Today, the most valuable consumer data belongs to large tech companies as proprietary assets and constitutes their core business barriers. Tech giants have no incentive to share this data with external parties.

So, why can’t we get data directly from data creators or users? Why can’t we turn data into a public resource, contribute data, and make the data open for use by data scientists?

Simply put, because of a lack of incentive and coordination mechanisms. Maintaining data and performing ETL (extraction, transformation, and loading) is a significant indirect cost. In fact, data storage alone will be a $777 billion industry by 2030, not including computing costs. No one will bear the cost of data processing for free.

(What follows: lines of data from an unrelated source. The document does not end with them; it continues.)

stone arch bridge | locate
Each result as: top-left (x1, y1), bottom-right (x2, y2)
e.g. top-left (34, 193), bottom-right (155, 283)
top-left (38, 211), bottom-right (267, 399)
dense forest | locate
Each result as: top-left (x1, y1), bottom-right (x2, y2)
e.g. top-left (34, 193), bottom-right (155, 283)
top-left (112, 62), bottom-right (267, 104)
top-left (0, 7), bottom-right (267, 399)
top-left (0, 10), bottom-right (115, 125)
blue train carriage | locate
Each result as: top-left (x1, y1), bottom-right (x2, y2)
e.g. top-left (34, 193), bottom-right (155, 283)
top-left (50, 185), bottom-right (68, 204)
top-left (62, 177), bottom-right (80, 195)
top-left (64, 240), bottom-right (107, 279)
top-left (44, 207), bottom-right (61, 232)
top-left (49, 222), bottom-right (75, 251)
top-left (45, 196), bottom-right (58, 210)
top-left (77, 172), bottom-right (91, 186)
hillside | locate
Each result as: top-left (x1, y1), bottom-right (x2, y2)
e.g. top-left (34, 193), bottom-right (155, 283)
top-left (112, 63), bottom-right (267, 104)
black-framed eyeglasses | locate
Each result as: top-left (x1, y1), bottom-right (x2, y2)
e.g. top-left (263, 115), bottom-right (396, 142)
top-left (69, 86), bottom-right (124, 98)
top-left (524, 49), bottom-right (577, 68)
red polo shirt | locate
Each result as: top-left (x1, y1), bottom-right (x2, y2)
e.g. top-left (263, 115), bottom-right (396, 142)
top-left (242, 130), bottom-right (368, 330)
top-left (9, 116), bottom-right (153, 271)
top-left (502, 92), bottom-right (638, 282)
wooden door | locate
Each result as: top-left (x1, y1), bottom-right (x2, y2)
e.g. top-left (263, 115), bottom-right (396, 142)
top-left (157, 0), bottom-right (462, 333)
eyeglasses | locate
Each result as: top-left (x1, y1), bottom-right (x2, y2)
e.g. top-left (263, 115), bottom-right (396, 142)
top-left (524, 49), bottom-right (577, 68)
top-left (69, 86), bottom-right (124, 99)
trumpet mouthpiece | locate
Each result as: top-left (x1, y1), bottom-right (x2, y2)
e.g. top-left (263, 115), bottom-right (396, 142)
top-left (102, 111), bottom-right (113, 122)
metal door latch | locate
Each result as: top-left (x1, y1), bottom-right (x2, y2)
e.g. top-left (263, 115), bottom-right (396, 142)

Take OpenAI, for example, initially set up to be non-profit and open-source, but the difficulty of monetization made it impossible to cover costs. In 2019, OpenAI had to accept funding from Microsoft, and algorithms are no longer open to the public. It is expected that OpenAI will generate $1 billion in revenue by 2024.

Solution

Web3 introduces a new mechanism called “dataDAO,” which promotes income redistribution between AI model owners and data contributors and creates an incentive layer for crowdsourced data contributions. Due to space limitations, it will not be explained here, but two articles below can be read for more information:

  • How DataDAO works/DataDAO principle, by HQ Han of Protocol Labs

  • How data contribution and monetization works in web3/web3 data contribution and monetization, in which I discuss the mechanisms, shortcomings, and opportunities of dataDAO in depth

Overall, DePIN provides a new hardware energy source to promote Web3 and AI innovation. Although technology giants dominate the AI industry, emerging participants can join the competition by leveraging blockchain technology: DePIN’s approach to lowering entry barriers includes reducing computing costs; the verifiable and distributed nature of blockchain enables true open AI; innovative mechanisms such as dataDAO incentivize data contributions; and the immutability and anti-tampering properties of blockchain provide creator identity verification, dispelling concerns about negative social impact of AI.